June 4

Jovanotti e il Lavoro Gratis

A Firenze, davanti ad un pubblico di giovani studenti, Jovanotti si è espresso a favore di quello che ha definito “volontariato”.
Poco dopo, in un’intervista, ha smentito di essere favorevole al lavoro gratuito, insistendo di aver semplicemente raccontato la propria esperienza, dal momento che lui da ragazzino si divertiva come un matto facendo il cameriere (e non venendo pagato).

Tipico degli ultraconservatori: dire una cosa e smentirla trenta secondi dopo, una volta messi davanti alle estreme conseguenze di quello che hanno appena affermato.
Lo vedo tutti i santi giorni. Lo vedo nei leghisti che si offendono quando fai notar loro che Gesù non era italiano, e che quindi la loro battaglia per il crocifisso nelle scuole mal si combina con la volontà di respingere chi arriva da lontano. Lo vedo in chi insiste riguardo al fatto che l’attuale crisi mondiale sia colpa delle donne, che rubano il lavoro agli uomini e non accettano più il loro “ruolo naturale” (ergo: stare a casa, pulire e sfornare bambini), nel momento in cui – quando fai notar loro che un sistema che obbliga la donna alla dipendenza e alla subordinazione, è un sistema che la obbliga a subire in silenzio i soprusi, in modo da non perdere l’unico posto e l’unico potere che le vengano concessi –  ti accusano di metter loro in bocca parole che non han mai detto, perché ovviamente son contrari alla violenza, ed intendono solo difendere la “diversità dei ruoli”.
Oggi lo vedo anche in Jovanotti, che presenta ai giovani che saranno il nostro futuro lo sfruttamento in chiave positiva, per poi chiarire che intendeva solo spolverare bei ricordi d’infanzia.
“Quel lavoro non è gratis, costruisci un qualcosa dentro di te”, ha detto.

Quando si tratta di comunicazione, ho due saldi principi: bisogna sempre considerare il contesto, e ci si deve prendere la responsabilità di quello che si dice.
Un messaggio del genere, in un Paese in cui i giovani vengono chiamati “bamboccioni” o “choosy” dai politicanti, ed in cui – quando si tratta di stage – si è passati da rimborsi spese ridicoli al dover pagare per lavorare, è terrorismo sindacale.
Il volontariato è cosa nobile e lodevole, quando lo si fa per associazioni non profit, o magari anche per piccole imprese vicine al fallimento; il lavoro gratuito per gente che su quel lavoro guadagnerà, e guadagnerà una barcata di soldi, non si chiama “volontariato”, ma “sfruttamento”.

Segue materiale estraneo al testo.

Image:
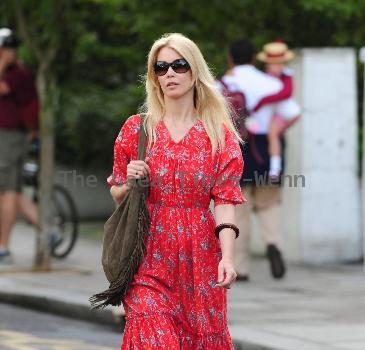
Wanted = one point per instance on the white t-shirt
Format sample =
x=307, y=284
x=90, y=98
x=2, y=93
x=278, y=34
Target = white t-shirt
x=255, y=85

Certi discorsi mi fanno venire i brividi soprattutto quando fatti da genitori, che in quanto tali dovrebbero essere i primi a lottare per il futuro dei propri figli, ma che a quanto pare – di questi tempi – sono in prima fila contro i provvedimenti disciplinari nelle scuole quando toccano i propri pargoli, ma non capiscono che lasciarsi andare al nonnismo da caserma in ambito lavorativo  ha distrutto e distrugge l’economia.
Mi spiace, ma andare a fare compagnia ad un anziano, aiutare giovani con dei problemi, cercare di ripulire un poco le strade della propria città, non è uguale ad aiutare un miliardario a non doversi preoccupare di pagare la mano d’opera. Quest’ultima “esperienza” costruisce qualcosa dentro il giovane: sì, la convinzione fantozziana che in fin dei conti a farci lavorare ci facciano un favore.
Nessuno nega a Jovanotti la possibilità di raccontare aneddoti riguardanti la propria infanzia, nel caso in cui qualcuno sia interessato ad ascoltarlo, ma in una conferenza incentrata sul futuro e sul lavoro sarebbe stato doveroso, se davvero non avesse voluto difendere lo sfruttamento, raccomandare ai ragazzi di non fare quel che ha fatto lui, o perlomeno non elogiare i ragazzi americani che sono andati a lavorare gratuitamente per giganti dell’industria durante festival importanti.
Qui si lancia la pietra e si nasconde la mano, sempre e comunque.